The Pinkerton liability rule was pronounced by the Supreme Court of the United States in Pinkerton v. United States, in 1946. Walter and Daniel Pinkerton were brothers who were charged with one count of conspiracy and ten substantive counts under the Internal Revenue Code. A jury found each of them guilty of the conspiracy and several of the substantive counts. The main issue arose from the fact that there was no evidence to show that Daniel Pinkerton participated directly in the commission of the substantive offenses, although there was evidence showing that these substantive offenses were committed by Walter Pinkerton in furtherance of the unlawful agreement or conspiracy existing between the brothers.

==The Pinkerton liability rule==
The question was submitted to the jury on the theory that each brother could be found guilty of the substantive offenses if it were found that, at the time those offenses were committed, the brothers were parties to an unlawful conspiracy and that the substantive offenses were committed in furtherance of it. Daniel Pinkerton was not indicted as an aider or abettor, nor was his case submitted to the jury on that theory.

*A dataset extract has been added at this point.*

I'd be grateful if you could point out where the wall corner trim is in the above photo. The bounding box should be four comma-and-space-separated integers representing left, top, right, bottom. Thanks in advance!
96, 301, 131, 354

Daniel argued United States v. Sall in support of his contention that participation in the conspiracy was not in itself enough to sustain a conviction for the substantive offenses, even though they were committed in furtherance of the conspiracy. Sall held that, in addition to evidence that the offense was committed in furtherance of the conspiracy, evidence of direct participation in the commission of the substantive offense or other evidence from which participation might fairly be inferred was necessary.

The Supreme Court took a different view. It noted that the facts showed a continuous conspiracy with no evidence that Daniel had attempted to withdraw from it. Therefore, he continued to offend. So long as the partnership in crime continues, the partners act for each other in carrying it forward, and an overt act of one partner may be the act of all without any new agreement specifically directed to that act. The criminal intent to do an illegal act by one of the conspirators in furtherance of the unlawful project is established by the formation of the conspiracy. Each conspirator instigates the commission of the crime. The unlawful agreement contemplated what was done in the substantive acts, and the substantive crimes were performed in the execution of the enterprise.

Similar to the rule of aiding and abetting, the overt acts of one partner in a conspiracy are attributable to all partners. The Supreme Court concluded that if an overt act that is an essential ingredient in a conspiracy can be supplied by one conspirator, then the same or other acts in furtherance of the conspiracy should be attributable to the others for the purpose of holding them responsible for the substantive offense(s).

The Supreme Court noted that a different result would arise if the substantive offense committed by one of the conspirators was not done in furtherance of the conspiracy, did not fall within the scope of the unlawful project, or was merely a part of the ramifications of the plan that could not be reasonably foreseen as a necessary or natural consequence of the unlawful agreement.

The Pinkerton liability rule does service where the conspiracy is one to commit offenses of the character described in the substantive charges. Aiding and abetting has a broader application. It makes a defendant a principal when he consciously shares in any criminal act, whether or not there is a conspiracy. If a conspiracy is also charged, it makes no difference, so far as aiding and abetting is concerned, whether the substantive offense is done pursuant to the conspiracy. Pinkerton is narrow in its scope. Aiding and abetting rests on a broader base. It states a rule of criminal responsibility for acts that one assists another in performing. The fact that a particular case might conceivably be submitted to the jury on either theory is irrelevant. It is sufficient if the proof adduced and the basis on which it was submitted were sufficient to support the verdicts.